A French woman's memories of childhood in Africa
iloveprovence | 01/28/2001
(5 out of 5 stars)
"A little French girl grows up and returns to French West Africa after its independence. She remembers her friendships with Africans that were tempered by colonial restrictions on whites and blacks: her beautiful mother's ennui with Africa but also the pain she felt for being attracted to a young, black house servant. The house servant, when banished from the house to work in the compound at a "distance" from the lady of the house, teachers little Claire, by allowing her to place her hand on a steaming hot pipe, not to trust as she so readily did when she copied his African culturalisms. This act has a profound, life-altering affect on Claire and inspires her to return to Africa after having been away for a number of years. She is searching for her "lost, " trusting soul when she returns, haunted by the memories of the house servant she loved and cherishes in her memories."
The "other" Chocolat, a photographic masterpiece.
Mary Whipple | New England | 12/18/2004
(4 out of 5 stars)
"Much less famous than the 2001 film with the same title, this French film (with subtitles), originally produced in 1989, is set in French colonial Cameroon. Written and directed by Claire Denis, it is the semi-autobiographical tale of a child growing up as the daughter of the French governor of a remote part of Cameroon. The film opens in 1989 with an African man and his son swimming and playing tag at the beach, while from a distance, France Dalens (Mireille Perrier), a woman of about thirty, sits in the shade and watches. This separation sets the scene for the entire film, as the white and black characters occupy totally different spaces. When the man, Mungo, offers her a ride to the nearest town, she takes it, the scenery on the ride calling up memories of her childhood, to which the film flashes back.
The film has very little dialogue, the director using the camera to tell the story visually, highlighting the unspoken dialogues within the characters. France, the child (Cecile Ducasse), is able to participate in the life of the black servants, especially Protee (Isaach De Bankole), the handsome "house boy," who teaches her to eat insects, among other things, while she is also being educated by her mother, Aimee, in the ways of colonial society. Aimee (Giulia Boschi), often alone in this remote area while her husband is traveling, is clearly attracted to Protee, though never a word reveals this. Gestures, glances, and the camera's observations make the sexual tension clear. When an airplane is forced to make an emergency landing and the crew and passengers come to the house to stay until parts can be brought in and a new runway built, the added tensions, and one visiting Frenchman's suspicions about Aimee's attraction to Protee, lead to dramatic confrontations and changes.
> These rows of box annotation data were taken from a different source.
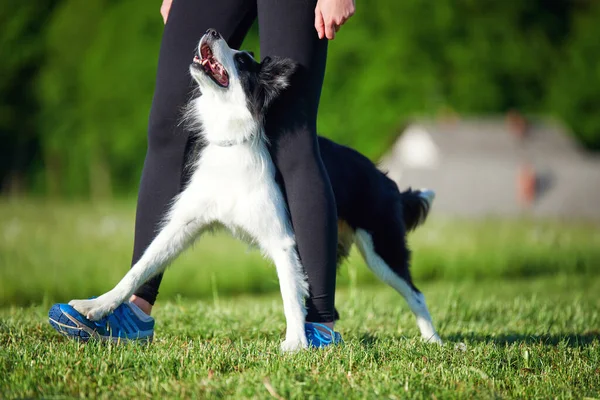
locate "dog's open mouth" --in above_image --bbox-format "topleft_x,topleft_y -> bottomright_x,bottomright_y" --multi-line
194,43 -> 229,87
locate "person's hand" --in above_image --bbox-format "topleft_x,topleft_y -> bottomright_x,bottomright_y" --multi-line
160,0 -> 173,24
314,0 -> 355,40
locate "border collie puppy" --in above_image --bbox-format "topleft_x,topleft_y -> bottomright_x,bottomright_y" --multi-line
69,29 -> 441,351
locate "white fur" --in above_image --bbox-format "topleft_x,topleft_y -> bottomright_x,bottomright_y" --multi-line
69,39 -> 308,351
355,229 -> 442,344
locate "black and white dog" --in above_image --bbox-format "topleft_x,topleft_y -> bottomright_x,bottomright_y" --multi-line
69,30 -> 441,351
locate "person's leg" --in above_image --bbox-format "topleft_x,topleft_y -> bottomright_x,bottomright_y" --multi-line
132,0 -> 256,313
258,0 -> 337,327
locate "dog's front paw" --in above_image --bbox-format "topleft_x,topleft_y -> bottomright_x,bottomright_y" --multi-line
281,339 -> 308,353
423,333 -> 444,346
69,299 -> 116,321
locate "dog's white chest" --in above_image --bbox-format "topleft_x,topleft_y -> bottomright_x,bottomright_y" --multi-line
186,143 -> 285,223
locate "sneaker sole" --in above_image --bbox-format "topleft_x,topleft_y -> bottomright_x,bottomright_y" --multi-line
48,305 -> 154,343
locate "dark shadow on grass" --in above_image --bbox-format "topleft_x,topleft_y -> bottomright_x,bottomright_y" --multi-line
442,331 -> 600,348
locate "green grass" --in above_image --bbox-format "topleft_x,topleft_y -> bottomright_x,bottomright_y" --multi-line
0,276 -> 600,399
0,199 -> 600,306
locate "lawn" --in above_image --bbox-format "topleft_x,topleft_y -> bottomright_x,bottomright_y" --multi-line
0,277 -> 600,399
0,200 -> 600,399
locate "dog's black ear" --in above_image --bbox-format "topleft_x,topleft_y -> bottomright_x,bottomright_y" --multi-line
259,57 -> 298,107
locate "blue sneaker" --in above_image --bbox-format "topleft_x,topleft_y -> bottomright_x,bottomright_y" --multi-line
304,322 -> 344,348
48,302 -> 154,342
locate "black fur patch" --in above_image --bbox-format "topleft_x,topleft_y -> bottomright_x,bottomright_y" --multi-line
234,52 -> 296,120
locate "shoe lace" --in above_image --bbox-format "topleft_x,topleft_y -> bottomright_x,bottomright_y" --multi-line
306,322 -> 334,344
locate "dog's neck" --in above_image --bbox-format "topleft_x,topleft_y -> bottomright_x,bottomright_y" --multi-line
193,95 -> 264,147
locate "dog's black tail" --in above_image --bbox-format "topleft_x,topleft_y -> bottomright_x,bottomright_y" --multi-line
400,188 -> 435,231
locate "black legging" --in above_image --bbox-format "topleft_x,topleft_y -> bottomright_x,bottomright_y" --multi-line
133,0 -> 337,322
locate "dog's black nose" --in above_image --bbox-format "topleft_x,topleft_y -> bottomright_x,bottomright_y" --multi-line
206,28 -> 221,39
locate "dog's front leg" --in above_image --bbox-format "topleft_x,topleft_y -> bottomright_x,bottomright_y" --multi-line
265,236 -> 308,352
69,193 -> 204,321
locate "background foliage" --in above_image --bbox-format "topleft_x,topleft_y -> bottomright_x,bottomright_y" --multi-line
0,0 -> 600,198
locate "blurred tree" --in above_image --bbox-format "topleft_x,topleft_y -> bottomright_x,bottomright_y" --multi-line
547,1 -> 600,150
0,0 -> 600,198
0,0 -> 57,193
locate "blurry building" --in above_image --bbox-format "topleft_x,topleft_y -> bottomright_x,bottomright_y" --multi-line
380,113 -> 600,219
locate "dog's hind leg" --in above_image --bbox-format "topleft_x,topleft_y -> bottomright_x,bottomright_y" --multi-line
355,229 -> 442,344
69,188 -> 209,321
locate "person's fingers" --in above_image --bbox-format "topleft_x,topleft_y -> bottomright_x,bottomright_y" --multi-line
160,0 -> 173,24
325,22 -> 335,40
315,6 -> 325,39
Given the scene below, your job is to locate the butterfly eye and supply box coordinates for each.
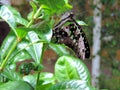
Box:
[53,14,90,59]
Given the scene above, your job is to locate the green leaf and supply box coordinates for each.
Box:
[77,20,88,26]
[55,56,90,83]
[49,80,95,90]
[0,5,18,36]
[49,43,70,56]
[0,33,17,62]
[36,0,72,14]
[11,50,31,63]
[23,74,37,87]
[37,72,55,90]
[1,67,22,81]
[0,81,34,90]
[0,5,28,36]
[16,28,28,40]
[26,31,43,65]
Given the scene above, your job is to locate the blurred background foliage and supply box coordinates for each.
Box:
[0,0,120,90]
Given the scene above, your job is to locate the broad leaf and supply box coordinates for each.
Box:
[49,43,70,56]
[0,5,28,36]
[1,67,22,81]
[55,56,90,83]
[35,0,72,15]
[0,33,17,61]
[23,72,55,90]
[77,20,88,26]
[0,81,34,90]
[49,80,95,90]
[26,31,43,65]
[37,72,55,90]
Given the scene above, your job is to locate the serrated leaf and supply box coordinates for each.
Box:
[55,56,90,83]
[49,80,95,90]
[0,81,34,90]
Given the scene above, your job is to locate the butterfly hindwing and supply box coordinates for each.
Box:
[53,12,90,60]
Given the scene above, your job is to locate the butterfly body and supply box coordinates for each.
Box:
[53,13,90,60]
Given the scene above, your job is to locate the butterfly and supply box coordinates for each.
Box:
[53,12,90,60]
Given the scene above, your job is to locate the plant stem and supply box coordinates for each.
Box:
[0,40,18,72]
[26,7,41,27]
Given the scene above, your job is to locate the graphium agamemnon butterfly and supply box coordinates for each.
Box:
[53,12,90,60]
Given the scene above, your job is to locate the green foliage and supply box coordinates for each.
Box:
[0,0,93,90]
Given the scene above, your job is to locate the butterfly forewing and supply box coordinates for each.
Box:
[53,12,90,60]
The camera work (Robert Alazraki) is brilliant. The viewer could freeze-frame any scene and end up with photograph of stunning composition, color, and psychological revelation. Architectural framing, lines and angles drawing the eye into the scene in the manner of great paintings, and stark contrasts of texture, light, characters, and color make the film an unforgettable experience. Though the colonial story is not unusual, its presentation as a visual story, rather than as a verbal one, results in a subtlety that is refreshing, though this approach also leads to a story without a great deal of overt drama. Students of cinematography, photography, and painting, however, may find the visual artistry of this film so exciting that its dramatic limitations seem less significant. Mary Whipple "
Chocolat: The delectable treat on the horizon
R. Crowe Soft | TEXAS | 07/14/2006
(5 out of 5 stars)
"I have seen Chocolat about five times over the last seven years. Chocolat: A reference to skin-tone or the sweet delicacy which despite the oppressive African heat does not lose its form or melt? I find the flavor in the story of France Dalens' visit to her childhood Cameroon intimate and rich as enjoying and sharing a chocolate. The story overflows with subtext messages and countless subtleties about life and experience outside the safe confines of one's country and culture.
One could say, and rightfully so, the acting and distant camera shoots are poor. I am not persuaded this is not Denis's clever design to compel viewers to squint for a better view of the horizon, to see not only with their eyes, but with their minds, too. Denis has limited the instrusiveness of her actors and permitted the story to tell itself as viewers each relate to its many human tales of race, the subtle power of initiation, influence, dominance, sexual frustration, innocence and precociousness.
Director Claire Denis has blended an absolutely masterful movie; wonderful and warm, yet sometimes arresting, double-take wonderment: "What was that about?" Denis preserves the beauty in the mystery of the covert even as viewers' are accosted by the crassness of the overt. Chocolat is a movie about the irrepressible, undeniable wants and needs of the human spirit, and their attainment, even while the forces that would discourage, dishearten and destroy people rage about like hyenas in the night.
I can count (although I believe the number increases every time I see the movie) the abundant number of subtle suggestive messages which transpire between adult and child character relationships. Chocolate, in its pure form is bitter, _ and sweet once refined and blended with sugar, and unless the viewer catches these message glimpses Chocolat seems a blotch of disconnectedness of bits and pieces. That said, do not look for or wait for a plot to develop.
France's parents live out their lives as servants of their native land France to influence, form and fashion black colonial Cameroon according to white Europeans. Their daughter France lives her life under their sometimes oblique oblivion while she, unlike her frustrated mother, is taken in, participates and indulges the influences of the house boy, Protee, much like her native France would have the black natives of colonial Cameroon do, also. Watch for this switching influence message shoot: One moment the little girl sneaks away from her nap in the scorching noonday heat to watch Protee at his chores, next shoot is her father's entourage as he leaves his family back home to make his adminstrative rounds.
The central thesis of Chocolat is spelled out for viewers in the form of a bedtime muse for the daughter by her father when he ventures a brief intellectual dissertation on the illusiveness of the horizon for a sleepy child: The closer you get to it the further it moves away. One might get to where the line once was, but it has moved away so that the line is never crossed, _ or so, that is the illusion.
Denis does not pontificate race, politics or moral themes. She has left these to "come out" in the easy, crass, vulgar, ulgy speech from no less than a wayward seminarian. His sexually vulgar affront of Aimee in the presence of Protee and the other servants raises the question: Whose sexual desires are really at issue here? Denis allows us a wisp of a much more discreet exchange between like minds as we "walk in" on a little snicker between France's father and the seminarian.
Chocolat is my ignorant perception and celluloid indulgence in a wonderful, beautiful, lush, verdant Africa. The movie, with its airport scene at the close and the music, always make me a bit sad. I am surprised to feel that way every time. I feel I am leaving Africa. I also know I will return, again. I will see Chocolat my only experience of Africa, again.
I rate Chocolat, on a one to ten scale, a ten, not as having all those technical, artistic elements which make up a "perfect" film, but for taking to the nth degree what it brings to the screen for entertainment and amusement of movie viewers.